LA fait le "chemin des morts" de François Sureau

François Sureau. (c) Catherine Hélie/Gallimard.

"Plusieurs personnes que j’aimais sont mortes et leur apparence, malgré tous mes efforts, s'est effacée de ma mémoire. Javier Ibarrategui y est resté, comme pris dans des glaces éternelles. La faute a des pouvoirs que l'amour n'a pas."


Ces mots de François Sureau apparaissent à la fin de son nouveau livre, "Le chemin des morts" (Gallimard), magnifique. Le récit est bref, 55 pages, sans gras, intense, bouleversant. Il renvoie chacun à lui-même: qui est celui ou celle que j'aperçois dans le miroir?

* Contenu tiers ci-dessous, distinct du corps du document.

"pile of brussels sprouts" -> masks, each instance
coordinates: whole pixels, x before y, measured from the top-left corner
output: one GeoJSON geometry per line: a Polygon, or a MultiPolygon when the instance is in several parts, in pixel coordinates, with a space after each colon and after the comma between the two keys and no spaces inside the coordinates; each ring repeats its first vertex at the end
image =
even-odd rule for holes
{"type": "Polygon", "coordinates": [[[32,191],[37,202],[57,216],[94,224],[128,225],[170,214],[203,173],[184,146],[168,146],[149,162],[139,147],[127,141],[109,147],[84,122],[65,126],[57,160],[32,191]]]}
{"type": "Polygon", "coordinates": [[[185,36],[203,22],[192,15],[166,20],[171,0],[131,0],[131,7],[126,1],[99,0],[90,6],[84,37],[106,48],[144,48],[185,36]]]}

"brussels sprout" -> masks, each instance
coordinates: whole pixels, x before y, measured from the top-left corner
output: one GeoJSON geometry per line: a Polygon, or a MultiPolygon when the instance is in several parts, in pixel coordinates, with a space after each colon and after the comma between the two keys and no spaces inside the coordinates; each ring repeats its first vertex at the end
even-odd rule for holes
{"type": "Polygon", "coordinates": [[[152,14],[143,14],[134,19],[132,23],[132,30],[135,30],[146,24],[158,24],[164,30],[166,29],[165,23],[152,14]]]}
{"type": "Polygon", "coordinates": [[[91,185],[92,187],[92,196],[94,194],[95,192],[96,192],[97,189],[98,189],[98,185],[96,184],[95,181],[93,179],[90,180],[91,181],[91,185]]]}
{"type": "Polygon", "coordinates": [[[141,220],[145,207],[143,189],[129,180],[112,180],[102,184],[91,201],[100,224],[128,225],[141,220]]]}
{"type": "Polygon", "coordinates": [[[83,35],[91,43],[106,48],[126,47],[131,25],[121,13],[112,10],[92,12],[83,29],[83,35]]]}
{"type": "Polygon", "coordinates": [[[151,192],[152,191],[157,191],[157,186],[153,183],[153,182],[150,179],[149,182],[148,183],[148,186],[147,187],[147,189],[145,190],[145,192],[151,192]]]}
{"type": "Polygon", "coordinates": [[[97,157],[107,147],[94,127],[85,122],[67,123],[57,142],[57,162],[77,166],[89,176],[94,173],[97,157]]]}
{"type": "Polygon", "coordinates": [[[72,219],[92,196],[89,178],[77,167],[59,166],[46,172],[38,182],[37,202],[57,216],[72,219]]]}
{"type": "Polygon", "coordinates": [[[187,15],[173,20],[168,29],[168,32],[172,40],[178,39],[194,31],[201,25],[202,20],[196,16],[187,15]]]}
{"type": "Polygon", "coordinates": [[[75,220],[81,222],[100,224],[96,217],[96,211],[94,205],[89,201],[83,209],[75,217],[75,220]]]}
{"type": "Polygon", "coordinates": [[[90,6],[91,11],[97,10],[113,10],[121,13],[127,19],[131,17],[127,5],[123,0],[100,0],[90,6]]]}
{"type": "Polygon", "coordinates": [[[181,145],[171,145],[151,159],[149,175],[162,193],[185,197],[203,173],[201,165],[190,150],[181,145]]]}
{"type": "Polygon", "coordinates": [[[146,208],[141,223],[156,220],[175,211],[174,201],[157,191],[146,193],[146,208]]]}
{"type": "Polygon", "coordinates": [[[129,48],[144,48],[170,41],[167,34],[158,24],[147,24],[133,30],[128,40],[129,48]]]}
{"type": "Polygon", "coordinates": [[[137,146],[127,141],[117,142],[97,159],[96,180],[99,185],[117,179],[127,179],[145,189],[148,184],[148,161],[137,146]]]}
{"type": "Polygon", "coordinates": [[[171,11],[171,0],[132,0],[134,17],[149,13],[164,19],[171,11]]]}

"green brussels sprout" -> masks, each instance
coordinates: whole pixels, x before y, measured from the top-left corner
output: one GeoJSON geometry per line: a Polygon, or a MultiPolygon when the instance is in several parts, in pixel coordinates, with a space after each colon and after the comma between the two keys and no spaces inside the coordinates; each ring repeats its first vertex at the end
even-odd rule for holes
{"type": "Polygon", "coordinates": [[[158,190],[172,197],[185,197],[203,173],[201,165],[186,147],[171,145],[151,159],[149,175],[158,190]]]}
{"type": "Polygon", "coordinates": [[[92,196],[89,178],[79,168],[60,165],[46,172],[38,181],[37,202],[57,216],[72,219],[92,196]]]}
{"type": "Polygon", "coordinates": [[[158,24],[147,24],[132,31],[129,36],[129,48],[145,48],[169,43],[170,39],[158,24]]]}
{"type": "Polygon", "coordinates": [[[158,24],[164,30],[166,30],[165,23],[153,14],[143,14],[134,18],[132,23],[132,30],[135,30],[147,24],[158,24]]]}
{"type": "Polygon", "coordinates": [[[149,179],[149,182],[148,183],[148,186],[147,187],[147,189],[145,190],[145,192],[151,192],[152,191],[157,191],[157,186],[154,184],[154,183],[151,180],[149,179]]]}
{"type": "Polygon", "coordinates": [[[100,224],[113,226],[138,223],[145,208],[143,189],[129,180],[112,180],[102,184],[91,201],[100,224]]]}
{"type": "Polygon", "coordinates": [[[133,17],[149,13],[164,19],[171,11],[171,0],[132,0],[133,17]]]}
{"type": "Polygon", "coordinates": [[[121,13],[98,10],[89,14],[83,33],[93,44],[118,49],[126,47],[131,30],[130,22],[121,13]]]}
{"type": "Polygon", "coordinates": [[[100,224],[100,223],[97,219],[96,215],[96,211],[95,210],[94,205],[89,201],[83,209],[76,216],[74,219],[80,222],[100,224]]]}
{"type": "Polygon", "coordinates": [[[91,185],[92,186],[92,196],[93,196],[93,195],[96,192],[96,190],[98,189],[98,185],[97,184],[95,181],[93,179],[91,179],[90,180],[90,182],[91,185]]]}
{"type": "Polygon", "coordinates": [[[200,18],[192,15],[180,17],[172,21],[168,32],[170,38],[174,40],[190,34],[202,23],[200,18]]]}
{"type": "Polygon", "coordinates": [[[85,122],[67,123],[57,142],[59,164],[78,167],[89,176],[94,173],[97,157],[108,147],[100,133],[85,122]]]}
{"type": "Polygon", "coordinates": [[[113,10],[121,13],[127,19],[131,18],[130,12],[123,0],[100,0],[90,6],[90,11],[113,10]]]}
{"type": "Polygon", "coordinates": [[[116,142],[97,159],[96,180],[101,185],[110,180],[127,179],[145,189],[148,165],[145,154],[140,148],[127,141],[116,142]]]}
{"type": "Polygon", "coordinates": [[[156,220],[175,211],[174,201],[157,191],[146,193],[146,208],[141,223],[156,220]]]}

L'écrivain né en 1957 y raconte ses débuts professionnels, quand il était membre du Conseil d'Etat, alors dirigé par Georges Dreyfus. Le Javier Ibarrategui cité est celui à qui est consacré cet ouvrage où le narrateur explique, à la première personne, comment s'organisaient les séances visant à accorder, ou non, l'asile politique aux demandeurs.

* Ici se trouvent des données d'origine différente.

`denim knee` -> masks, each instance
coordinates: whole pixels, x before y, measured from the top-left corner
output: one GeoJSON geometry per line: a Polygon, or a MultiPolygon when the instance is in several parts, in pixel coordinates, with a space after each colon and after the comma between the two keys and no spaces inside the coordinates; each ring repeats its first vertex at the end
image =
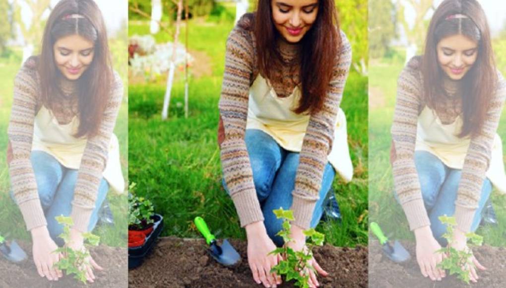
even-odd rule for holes
{"type": "Polygon", "coordinates": [[[278,247],[282,246],[284,244],[283,238],[281,236],[276,235],[278,232],[283,229],[283,222],[281,220],[276,219],[275,216],[268,218],[266,217],[266,221],[264,222],[264,223],[265,225],[265,229],[267,231],[267,235],[269,236],[269,237],[272,240],[272,241],[278,247]]]}

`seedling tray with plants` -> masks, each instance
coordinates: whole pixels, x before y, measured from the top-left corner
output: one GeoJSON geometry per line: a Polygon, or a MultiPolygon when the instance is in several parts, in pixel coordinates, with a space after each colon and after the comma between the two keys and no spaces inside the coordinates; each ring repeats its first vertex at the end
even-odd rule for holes
{"type": "Polygon", "coordinates": [[[153,250],[156,243],[156,239],[163,228],[163,217],[159,214],[155,214],[152,219],[154,221],[153,230],[146,236],[144,243],[139,246],[128,248],[129,269],[136,268],[142,264],[144,258],[153,250]]]}

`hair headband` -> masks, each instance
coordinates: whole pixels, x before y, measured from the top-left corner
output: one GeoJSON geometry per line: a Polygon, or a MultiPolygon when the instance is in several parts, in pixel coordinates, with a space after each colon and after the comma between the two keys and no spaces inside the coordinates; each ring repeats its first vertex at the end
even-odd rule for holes
{"type": "Polygon", "coordinates": [[[469,18],[467,15],[463,14],[452,14],[451,15],[448,15],[445,18],[445,20],[449,20],[450,19],[467,19],[469,18]]]}

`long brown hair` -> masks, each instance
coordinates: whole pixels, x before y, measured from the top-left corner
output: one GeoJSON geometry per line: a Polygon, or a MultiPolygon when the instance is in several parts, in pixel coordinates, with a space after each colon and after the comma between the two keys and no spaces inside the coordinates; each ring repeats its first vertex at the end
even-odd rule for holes
{"type": "Polygon", "coordinates": [[[44,29],[39,59],[40,97],[43,104],[50,109],[61,99],[58,79],[65,76],[56,66],[53,46],[58,39],[75,34],[94,44],[93,60],[76,80],[79,125],[74,136],[89,137],[98,132],[113,78],[105,24],[93,0],[62,0],[52,11],[44,29]],[[73,14],[83,18],[68,17],[73,14]]]}
{"type": "MultiPolygon", "coordinates": [[[[267,79],[271,78],[273,67],[282,65],[279,52],[273,45],[282,36],[274,26],[271,1],[259,0],[253,24],[259,72],[267,79]]],[[[302,97],[296,113],[317,111],[323,106],[341,46],[339,30],[334,1],[319,0],[316,19],[300,42],[300,73],[297,80],[302,97]]]]}
{"type": "Polygon", "coordinates": [[[463,122],[459,137],[462,138],[481,131],[497,83],[488,24],[476,0],[445,0],[431,20],[421,62],[424,98],[431,108],[438,107],[442,100],[440,96],[445,93],[445,72],[438,60],[437,44],[443,38],[455,34],[463,35],[478,43],[476,62],[458,81],[463,122]],[[455,14],[467,18],[451,17],[455,14]]]}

L'histoire, écrite l'an dernier, se déroule à Paris au début des années 80. On perçoit tout de suite qu'elle accompagne toujours l'auteur aujourd'hui, le hante au point d'en faire un récit libérateur, un aveu, un apaisement une fois le mystérieux "chemin des morts" du titre emprunté.
A ce moment, l'Espagne s'est libérée du franquisme, est devenue une démocratie. Comment l'Etat français doit-il réagir à la demande d'un Basque, Javier Ibarrategui, qui a fui le général et s'est réfugié en France vingt ans plus tôt, a pris ses distances avec les mouvements d'opposition à Franco mais se dit toujours poursuivi par les ex-franquistes? L'affaire est extrêmement délicate pour le Conseil d'Etat qui choisira toutefois de refuser la demande du candidat réfugié.

François Sureau raconte tout cela avec douceur. On vit les journées du jeune homme, on le voit étudier ses dossiers, se faire son opinion. L'administration était encore à échelle humaine. Les candidats plaidaient souvent leur cause eux-mêmes. Et on réalise combien inexpérimenté était le narrateur.

Les conséquences du refus de la France ne se feront guère attendre. Javier Ibarrategui est assassiné en Espagne comme il l'avait craint. François Sureau dit admirablement combien il a toujours senti que la décision prise était mauvaise, mais qu'elle fut prise quand même. Il s'est alors éloigné du Conseil d'Etat, est devenu juge avant de prêter serment en tant qu'avocat.

"Le chemin des morts" est un livre qui force à ouvrir les yeux sur le monde et sur soi-même.